Прижавшись к его груди, охватив руками его шею, она отдалась сладкому оцепенению. Когда он опускал голову, под мокрой веткой, она чувствовала на своей горячей щеке ласку его дыхания. Она понимала, что наступит мгновенье, когда ищущие друг друга уста соединятся. Глаза ее закрылись. Все существо покорилось. Она всей душой и телом ждала поцелуя, который отдаст ее этому человеку, такому сильному, отважному и доброму. И мгновенье пришло. Жан остановился, страстно прижал ее к себе и поднял к своим губам... И внезапно, разжав объятия, он отвернул голову и прошептал:

— Простите, простите, Алинь... Я обезумел! Я забылся!

— Жан! — воскликнула она в слезах.

— Я всего только моряк. Проезжий. Человек, которого море поглощает в часы гнева.

— Жан!.. Жан!.. О, Жан, — взывал ее прерывающийся голос.

— Нет, оставь... Не искушай меня... Сжалься, Алинь.

Он тихонько положил ее на старый ствол, преграждавший дорогу, и сел возле нее. Она рыдала, и его сердце тоже сжалось тоской. Он гладил рукой ее волосы и мгновеньями приникал к ее губам.

— Вы когда-нибудь будете вспоминать эти часы опьянения и в мыслях своих будете мне благодарны. Вы подумаете о бедном моряке, который однажды встретился вам на пути, но в вашей жизни не совершил ничего непоправимого...

Над влажной травой светляки сплетали огненные хороводы, капли дождя вспыхивали внезапно, освещенные их крохотными фонариками. Мшистая кора стволов была обсыпана сверкающими искрами. Вверху, между вершинами деревьев, в небе, обмытом дождем, тоже мерцали алмазы. Цикады напевали свои однообразные песни. Вдали раздавался клекот ночных птиц. Раздавался грохот моря в его неустанной борьбе со скалами.

Как ребенок, уставший от слез, она уснула на груди молодого человека, который, задумавшись, устремил глаза к мигающим звездам. Он осторожно разбудил ее. Сверху раздавался жалобный крик.
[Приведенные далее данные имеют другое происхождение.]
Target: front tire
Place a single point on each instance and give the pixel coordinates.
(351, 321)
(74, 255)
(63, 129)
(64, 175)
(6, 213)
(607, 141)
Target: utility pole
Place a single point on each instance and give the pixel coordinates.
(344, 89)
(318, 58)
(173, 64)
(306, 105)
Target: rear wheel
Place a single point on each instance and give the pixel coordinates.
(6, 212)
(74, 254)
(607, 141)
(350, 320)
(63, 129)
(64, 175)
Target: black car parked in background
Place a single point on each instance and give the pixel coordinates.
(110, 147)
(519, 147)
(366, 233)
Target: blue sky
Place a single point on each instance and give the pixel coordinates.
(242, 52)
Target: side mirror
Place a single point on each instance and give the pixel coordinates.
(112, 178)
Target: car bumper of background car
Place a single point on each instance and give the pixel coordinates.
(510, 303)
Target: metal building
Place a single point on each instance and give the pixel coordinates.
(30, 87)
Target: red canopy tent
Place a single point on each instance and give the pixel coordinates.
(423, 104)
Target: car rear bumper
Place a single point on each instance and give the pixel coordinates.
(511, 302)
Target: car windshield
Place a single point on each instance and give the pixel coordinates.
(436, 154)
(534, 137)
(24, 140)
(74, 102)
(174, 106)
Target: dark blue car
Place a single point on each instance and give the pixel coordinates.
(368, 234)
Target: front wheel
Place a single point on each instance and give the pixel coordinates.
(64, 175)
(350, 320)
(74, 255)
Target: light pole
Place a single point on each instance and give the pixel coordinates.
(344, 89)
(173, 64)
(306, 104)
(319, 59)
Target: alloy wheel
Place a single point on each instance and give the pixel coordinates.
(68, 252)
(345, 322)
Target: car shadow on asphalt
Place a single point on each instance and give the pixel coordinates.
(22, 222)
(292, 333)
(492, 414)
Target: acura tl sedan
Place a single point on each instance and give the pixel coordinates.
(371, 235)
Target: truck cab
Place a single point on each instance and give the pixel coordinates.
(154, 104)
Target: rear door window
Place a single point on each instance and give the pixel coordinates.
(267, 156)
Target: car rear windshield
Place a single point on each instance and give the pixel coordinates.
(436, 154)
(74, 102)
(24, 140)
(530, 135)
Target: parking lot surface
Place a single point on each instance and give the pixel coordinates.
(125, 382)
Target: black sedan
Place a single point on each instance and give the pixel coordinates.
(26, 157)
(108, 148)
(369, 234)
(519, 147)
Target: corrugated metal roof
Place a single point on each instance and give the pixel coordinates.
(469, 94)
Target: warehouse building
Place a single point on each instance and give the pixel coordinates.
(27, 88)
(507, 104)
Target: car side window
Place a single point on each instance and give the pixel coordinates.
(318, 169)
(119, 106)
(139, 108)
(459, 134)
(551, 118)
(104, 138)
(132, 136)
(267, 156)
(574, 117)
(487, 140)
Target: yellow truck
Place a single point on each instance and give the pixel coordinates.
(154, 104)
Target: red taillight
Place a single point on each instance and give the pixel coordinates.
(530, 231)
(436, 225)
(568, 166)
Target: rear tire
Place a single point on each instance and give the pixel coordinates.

— Мамзель! Мамзель! Где вы? Где вы?

Глава XI.

После перерыва.

Наслаждавшийся свежестью утра, Жан Лармор с террасы увидел Алинь и Жюльен, шедших в направлении северной башни и скоро присоединился к ним в нижнем зале, где раздавались стоны каторжника. Его раны — два укола кинжалом в плечо и в бедро — были уже на пути к излечению, но лихорадка и кашель не покидали его.

— Эль Браво, — сказал моряк: — не похоже, чтоб ты скоро отправился в ад.

Он называл его (Эль Браво, свирепый) именем, которое дали ему индейцы с Ориноко, среди которых он совершил не мало преступлений в течение пяти лет, протекших со времени его бегства с каторги.

— Эль Браво не издохнет таким образом, капитан, — усмехнулся больной, приподымаясь с кровати.

— Чем ты занимался до каторги?

— Заведывал протокольной частью.

— Вот, погоди, явится за тобой венецуэльская полиция! Получишь свои двенадцать пуль в спину.

— Тринадцать, — поправил каторжник; — потому что ваша еще сидит в моем теле.

На террасе все трое друзей встретили Ляромье, который принес им радиограмму: ожидаемый уже несколько дней Шарль Зоммервиль выедет на «Форверде» после полудня.

— Объявляю пари! — крикнул Жюльен: — даю сто против одного, что патрон вернется не один. Вы хмурите брови, мадемуазель Алинь? Наивное дитя. Я вам говорю, что, если кто-нибудь из них бросит другого, то это будет она. Я психолог, поверьте!